Methane (CH4) emission mapping is integral to environmental monitoring of fossil fuel extraction. Cameras operating in the shortwave infrared (SWIR) range have exhibited the ability to detect methane because of its absorption features in the SWIR range. Methane is one of the largest contributors to the greenhouse effect, having a larger impact towards global warming than carbon dioxide (CO2). Tracking sources of methane emissions occurring at production, transmission, and handling natural gas sites help fossil fuel companies pinpoint where potential leaks are located. Quantifying the concentration of emissions from other sources such as livestock, landfills, and wastewater treatment would aid in drafting policies to better reach global climate goals.
Monitoring emissions continuously plays a crucial role in combating climate change. That's why satellite observation systems rely on SWIR sensors, as they aid in accurately quantifying harmful emissions. The SWIR region of the light spectrum has weaker atmospheric scattering, allowing satellites to penetrate through cloud cover and haze. Methane can be detected within the 1650-2300nm range, which conveniently falls within the SWIR spectrum. Since methane plumes are invisible to the naked eye, imaging systems are pivotal in their detection. As seen in the figure below, HySpex's RGB-SWIR imaging system can detect methane plumes, and as the concentration levels rise, the color darkens accordingly. This imagery provides scientists and engineers with valuable information to quantify and pinpoint methane emissions at their sources, ultimately reducing environmental impact and the costs associated with leakages.
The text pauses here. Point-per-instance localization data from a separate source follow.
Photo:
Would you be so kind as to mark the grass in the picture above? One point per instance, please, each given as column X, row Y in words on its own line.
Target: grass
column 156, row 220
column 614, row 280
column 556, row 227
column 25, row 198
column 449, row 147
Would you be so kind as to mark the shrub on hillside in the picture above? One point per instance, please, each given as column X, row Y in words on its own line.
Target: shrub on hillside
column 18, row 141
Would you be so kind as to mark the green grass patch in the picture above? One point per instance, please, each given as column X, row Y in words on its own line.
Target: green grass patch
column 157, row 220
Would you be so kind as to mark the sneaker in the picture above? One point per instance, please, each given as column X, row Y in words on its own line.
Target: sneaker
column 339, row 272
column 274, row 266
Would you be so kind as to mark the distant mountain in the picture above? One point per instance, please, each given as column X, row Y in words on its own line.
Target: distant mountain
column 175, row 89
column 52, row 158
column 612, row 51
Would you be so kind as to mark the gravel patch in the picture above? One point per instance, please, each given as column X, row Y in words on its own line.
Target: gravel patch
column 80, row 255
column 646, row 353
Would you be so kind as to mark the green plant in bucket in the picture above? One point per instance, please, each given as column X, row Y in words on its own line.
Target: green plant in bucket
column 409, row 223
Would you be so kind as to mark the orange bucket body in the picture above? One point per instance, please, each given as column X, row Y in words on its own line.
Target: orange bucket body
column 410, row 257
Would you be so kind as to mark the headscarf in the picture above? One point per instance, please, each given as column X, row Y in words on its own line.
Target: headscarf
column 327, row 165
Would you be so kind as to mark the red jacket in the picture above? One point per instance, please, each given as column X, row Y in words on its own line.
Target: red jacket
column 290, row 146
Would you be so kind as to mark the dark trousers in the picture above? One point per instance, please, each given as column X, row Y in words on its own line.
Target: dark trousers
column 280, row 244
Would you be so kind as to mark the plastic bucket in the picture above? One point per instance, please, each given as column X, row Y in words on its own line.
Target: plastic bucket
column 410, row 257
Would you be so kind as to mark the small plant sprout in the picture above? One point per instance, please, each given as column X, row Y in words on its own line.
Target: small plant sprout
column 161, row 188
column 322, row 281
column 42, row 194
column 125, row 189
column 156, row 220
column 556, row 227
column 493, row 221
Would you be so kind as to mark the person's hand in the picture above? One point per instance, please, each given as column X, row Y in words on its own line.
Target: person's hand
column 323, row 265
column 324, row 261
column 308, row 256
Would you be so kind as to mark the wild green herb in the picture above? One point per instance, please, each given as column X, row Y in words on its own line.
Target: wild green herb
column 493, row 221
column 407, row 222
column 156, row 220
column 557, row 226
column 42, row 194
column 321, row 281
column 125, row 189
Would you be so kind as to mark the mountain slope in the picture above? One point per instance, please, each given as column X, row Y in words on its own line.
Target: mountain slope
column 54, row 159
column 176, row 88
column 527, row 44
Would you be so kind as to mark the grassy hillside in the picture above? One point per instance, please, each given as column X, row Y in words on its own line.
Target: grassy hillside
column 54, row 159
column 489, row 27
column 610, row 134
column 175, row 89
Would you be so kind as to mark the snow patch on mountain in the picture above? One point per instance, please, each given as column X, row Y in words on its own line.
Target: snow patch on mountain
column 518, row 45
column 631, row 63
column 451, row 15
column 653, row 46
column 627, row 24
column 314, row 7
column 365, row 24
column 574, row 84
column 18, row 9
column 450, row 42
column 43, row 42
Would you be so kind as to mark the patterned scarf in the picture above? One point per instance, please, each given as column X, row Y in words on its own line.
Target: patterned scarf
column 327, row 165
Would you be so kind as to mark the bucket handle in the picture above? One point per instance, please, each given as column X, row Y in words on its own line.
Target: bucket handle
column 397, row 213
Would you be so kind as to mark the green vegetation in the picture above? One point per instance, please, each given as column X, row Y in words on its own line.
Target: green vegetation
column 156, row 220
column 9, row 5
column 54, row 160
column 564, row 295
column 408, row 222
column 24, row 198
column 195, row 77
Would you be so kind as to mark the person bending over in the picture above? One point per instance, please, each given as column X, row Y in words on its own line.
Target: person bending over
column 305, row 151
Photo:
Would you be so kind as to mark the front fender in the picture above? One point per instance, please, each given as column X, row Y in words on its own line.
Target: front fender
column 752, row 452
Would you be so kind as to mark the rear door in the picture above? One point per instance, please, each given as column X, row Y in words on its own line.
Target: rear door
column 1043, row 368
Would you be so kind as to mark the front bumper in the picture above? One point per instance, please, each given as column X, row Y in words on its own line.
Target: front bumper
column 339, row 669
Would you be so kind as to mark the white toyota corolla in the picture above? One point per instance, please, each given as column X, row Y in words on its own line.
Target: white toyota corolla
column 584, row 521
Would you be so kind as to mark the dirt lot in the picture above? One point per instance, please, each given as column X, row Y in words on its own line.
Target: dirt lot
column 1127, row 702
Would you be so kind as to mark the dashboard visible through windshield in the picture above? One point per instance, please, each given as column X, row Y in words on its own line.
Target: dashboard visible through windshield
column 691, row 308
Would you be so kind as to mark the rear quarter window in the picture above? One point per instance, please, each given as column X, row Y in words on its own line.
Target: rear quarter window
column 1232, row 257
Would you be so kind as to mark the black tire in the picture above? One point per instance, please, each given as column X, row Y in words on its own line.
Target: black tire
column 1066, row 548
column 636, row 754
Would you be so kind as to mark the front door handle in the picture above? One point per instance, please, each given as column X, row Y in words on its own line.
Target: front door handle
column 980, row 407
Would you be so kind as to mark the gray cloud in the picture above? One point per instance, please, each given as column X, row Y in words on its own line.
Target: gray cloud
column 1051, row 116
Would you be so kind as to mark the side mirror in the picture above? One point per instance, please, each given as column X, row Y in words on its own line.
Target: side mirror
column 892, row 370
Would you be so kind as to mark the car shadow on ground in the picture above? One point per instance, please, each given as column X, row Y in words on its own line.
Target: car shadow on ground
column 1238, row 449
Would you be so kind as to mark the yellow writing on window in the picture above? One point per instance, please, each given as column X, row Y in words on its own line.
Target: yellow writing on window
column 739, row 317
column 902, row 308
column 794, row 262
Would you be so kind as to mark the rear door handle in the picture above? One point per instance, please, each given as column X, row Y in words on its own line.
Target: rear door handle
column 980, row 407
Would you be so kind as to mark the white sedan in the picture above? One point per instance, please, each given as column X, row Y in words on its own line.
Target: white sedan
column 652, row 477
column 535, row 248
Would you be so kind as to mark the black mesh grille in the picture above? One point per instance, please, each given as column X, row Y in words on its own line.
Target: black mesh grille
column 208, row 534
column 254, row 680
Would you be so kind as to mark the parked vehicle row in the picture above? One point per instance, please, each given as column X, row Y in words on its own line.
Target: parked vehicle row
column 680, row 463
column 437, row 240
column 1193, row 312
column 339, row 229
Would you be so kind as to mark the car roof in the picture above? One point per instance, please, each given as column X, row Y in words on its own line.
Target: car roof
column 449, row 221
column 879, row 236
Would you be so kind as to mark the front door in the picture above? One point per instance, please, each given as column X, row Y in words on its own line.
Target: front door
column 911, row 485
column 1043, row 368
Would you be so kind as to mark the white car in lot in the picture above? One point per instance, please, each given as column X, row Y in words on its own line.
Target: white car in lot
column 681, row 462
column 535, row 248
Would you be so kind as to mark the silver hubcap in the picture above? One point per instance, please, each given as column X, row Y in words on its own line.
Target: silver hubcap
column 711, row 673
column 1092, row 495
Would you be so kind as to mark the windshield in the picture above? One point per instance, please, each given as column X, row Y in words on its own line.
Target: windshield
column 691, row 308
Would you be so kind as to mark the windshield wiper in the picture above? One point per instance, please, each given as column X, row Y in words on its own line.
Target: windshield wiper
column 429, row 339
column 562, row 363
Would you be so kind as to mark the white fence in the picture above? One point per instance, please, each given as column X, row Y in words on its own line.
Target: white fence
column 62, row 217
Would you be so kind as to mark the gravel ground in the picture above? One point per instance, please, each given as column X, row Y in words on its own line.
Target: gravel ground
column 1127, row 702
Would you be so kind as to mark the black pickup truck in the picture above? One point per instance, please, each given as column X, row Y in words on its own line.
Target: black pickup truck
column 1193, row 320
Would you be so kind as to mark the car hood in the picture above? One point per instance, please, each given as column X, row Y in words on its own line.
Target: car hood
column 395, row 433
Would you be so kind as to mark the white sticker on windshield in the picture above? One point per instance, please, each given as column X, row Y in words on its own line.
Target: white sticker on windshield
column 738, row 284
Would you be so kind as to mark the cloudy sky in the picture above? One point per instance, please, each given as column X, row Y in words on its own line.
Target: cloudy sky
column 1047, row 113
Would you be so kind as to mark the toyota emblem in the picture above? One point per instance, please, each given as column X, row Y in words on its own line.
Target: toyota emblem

SWIR image of methane emission from a coal mine ventilation shaft. Image provided by HySpex.
Properly measuring methane emissions is incredibly important in mitigating climate change. Remote sensing systems (omitting satellites which are currently employing SWIR vision systems) utilizing SWIR in hyperspectral imagery can be used to detect local sources including livestock farms, landfills, and wastewater treatment facilities that otherwise are not actively monitored. Employing SeeDevice’s QMOS (quantum CMOS) in remote and satellite sensing systems will aid in the efforts of combating climate change because of its ability to be easily integrated into any imaging system and high performance in the SWIR range, improving precision in methane plume detection.